Why is Tableau so expensive?
Tableau is considered expensive due to its comprehensive analytics capabilities, including its intuitive user interface, robust visual storytelling tools, AI/ML integrations, and strong data governance. The cost reflects the value of these advanced features, the ongoing development of the platform, and the support provided.
Which industry uses Tableau the most?
Tableau is extensively used across various industries, but it has significant adoption in sectors that prioritize data visualization and quick insights, such as healthcare, finance, marketing and sales, education, and the public sector. It's particularly prevalent in industries where decision-making is driven by data analysis and where there is a need for easily interpretable visual reports.
Which tool is better than Tableau?
Whether a tool is better than Tableau depends on specific user needs. For some, Microsoft Power BI may be preferable due to its integration with Microsoft's suite of products and its cost-effectiveness.
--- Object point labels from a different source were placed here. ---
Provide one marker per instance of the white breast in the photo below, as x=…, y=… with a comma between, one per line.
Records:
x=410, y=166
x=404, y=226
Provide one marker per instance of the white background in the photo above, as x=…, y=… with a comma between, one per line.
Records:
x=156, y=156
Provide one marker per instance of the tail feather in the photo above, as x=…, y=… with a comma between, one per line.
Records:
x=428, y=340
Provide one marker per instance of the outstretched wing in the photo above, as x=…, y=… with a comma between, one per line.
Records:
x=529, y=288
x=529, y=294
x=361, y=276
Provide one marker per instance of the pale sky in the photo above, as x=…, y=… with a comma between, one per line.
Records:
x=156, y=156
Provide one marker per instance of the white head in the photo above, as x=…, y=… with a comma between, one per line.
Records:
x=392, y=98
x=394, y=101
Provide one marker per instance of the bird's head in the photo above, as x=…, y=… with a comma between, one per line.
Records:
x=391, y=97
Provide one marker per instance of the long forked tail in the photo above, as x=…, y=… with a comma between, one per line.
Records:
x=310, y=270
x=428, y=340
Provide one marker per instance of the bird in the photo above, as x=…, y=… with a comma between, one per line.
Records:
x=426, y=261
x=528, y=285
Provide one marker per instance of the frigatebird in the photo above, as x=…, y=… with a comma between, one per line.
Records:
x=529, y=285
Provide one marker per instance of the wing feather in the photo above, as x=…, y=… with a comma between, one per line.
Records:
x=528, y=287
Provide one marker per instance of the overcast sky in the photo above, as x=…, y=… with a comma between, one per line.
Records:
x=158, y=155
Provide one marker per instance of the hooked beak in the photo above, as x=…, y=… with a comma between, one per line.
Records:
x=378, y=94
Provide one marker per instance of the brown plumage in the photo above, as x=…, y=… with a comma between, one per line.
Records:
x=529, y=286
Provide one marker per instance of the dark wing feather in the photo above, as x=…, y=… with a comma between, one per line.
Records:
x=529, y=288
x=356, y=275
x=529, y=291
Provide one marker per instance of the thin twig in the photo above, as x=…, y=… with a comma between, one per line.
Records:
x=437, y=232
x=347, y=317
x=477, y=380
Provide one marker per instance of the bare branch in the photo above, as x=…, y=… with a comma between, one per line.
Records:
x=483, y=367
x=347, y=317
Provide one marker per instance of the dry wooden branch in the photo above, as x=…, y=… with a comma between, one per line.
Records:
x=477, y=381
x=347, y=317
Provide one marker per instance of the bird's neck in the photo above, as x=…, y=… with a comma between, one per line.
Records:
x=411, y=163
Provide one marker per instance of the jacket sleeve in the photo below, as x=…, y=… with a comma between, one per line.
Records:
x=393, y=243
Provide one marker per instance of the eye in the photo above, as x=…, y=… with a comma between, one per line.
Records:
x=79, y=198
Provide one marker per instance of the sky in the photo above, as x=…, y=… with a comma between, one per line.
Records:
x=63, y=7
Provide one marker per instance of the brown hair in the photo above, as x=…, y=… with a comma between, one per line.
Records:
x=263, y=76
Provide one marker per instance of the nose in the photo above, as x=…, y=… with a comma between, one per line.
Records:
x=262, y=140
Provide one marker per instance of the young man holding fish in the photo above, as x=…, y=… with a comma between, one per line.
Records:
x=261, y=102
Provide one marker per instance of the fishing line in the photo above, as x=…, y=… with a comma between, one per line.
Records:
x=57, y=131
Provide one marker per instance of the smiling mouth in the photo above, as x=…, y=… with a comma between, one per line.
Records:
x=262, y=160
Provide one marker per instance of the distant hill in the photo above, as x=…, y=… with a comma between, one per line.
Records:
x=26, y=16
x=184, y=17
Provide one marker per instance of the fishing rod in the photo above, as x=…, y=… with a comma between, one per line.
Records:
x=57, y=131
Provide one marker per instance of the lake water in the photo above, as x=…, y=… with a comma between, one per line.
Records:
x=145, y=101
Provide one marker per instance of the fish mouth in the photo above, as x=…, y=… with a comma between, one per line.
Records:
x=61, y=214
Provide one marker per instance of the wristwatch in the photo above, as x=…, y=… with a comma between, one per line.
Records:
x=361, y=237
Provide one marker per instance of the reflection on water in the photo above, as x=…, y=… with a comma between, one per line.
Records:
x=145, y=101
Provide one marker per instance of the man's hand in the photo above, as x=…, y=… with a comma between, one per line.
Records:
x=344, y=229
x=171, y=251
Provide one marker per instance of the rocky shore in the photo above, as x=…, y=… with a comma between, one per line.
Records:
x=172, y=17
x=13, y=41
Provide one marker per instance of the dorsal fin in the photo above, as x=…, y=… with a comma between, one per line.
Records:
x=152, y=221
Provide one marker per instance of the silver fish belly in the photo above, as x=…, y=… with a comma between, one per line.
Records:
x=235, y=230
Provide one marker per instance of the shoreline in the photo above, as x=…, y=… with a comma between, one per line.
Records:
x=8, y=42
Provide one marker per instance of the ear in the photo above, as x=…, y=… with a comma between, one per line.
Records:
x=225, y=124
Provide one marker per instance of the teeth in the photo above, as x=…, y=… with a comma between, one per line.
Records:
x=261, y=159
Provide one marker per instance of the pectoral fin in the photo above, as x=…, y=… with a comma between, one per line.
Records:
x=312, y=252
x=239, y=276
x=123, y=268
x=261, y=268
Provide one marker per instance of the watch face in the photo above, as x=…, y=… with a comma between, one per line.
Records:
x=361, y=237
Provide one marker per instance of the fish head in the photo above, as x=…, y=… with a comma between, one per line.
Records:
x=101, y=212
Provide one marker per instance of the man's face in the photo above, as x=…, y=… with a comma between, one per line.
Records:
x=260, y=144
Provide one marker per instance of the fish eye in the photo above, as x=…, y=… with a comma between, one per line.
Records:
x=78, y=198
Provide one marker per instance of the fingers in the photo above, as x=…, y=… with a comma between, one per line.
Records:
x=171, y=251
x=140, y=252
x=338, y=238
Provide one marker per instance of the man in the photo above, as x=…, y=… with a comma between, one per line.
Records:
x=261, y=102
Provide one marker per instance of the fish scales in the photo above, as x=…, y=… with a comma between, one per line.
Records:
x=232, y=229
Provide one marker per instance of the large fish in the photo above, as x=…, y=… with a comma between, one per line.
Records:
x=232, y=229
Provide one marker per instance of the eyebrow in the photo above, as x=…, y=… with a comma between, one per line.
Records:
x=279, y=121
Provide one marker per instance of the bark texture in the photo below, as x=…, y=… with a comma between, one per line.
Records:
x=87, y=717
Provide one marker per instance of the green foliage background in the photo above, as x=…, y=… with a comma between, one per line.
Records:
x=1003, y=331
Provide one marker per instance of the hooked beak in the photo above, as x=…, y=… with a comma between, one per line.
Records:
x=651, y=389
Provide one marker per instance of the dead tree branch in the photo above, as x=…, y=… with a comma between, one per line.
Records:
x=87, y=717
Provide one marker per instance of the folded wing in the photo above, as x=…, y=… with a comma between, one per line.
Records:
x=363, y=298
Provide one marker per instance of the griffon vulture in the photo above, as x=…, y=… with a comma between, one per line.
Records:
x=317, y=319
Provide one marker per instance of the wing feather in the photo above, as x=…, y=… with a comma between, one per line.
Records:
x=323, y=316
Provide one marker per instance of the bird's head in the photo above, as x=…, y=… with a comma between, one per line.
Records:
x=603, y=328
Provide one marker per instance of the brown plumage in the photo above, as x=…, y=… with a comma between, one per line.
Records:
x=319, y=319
Others might find Google Data Studio's seamless integration with Google's marketing and analytics platforms to be superior.
Is Tableau still in demand?
Yes, Tableau is still in demand. It remains one of the leading business intelligence and data visualization tools on the market, valued for its ease of use, powerful visual analytics, and ability to handle large datasets. The demand for Tableau skills is also bolstered by the overall growing trend of data-driven decision-making in business.
Who are competitors of Tableau?
Competitors of Tableau include:Microsoft Fabric and Power BI: Known for its deep integration with the Microsoft ecosystem and cost-effectiveness.Qlik Sense: Offers associative data modeling and is known for its in-memory data processing.Google Data Studio: Provides seamless integration with other Google services and is accessible to users with its free version.Looker: Excels in data exploration and is designed for the needs of enterprises with big data.SAS Visual Analytics: Offers advanced analytics and is well-suited for organizations with complex data analysis needs.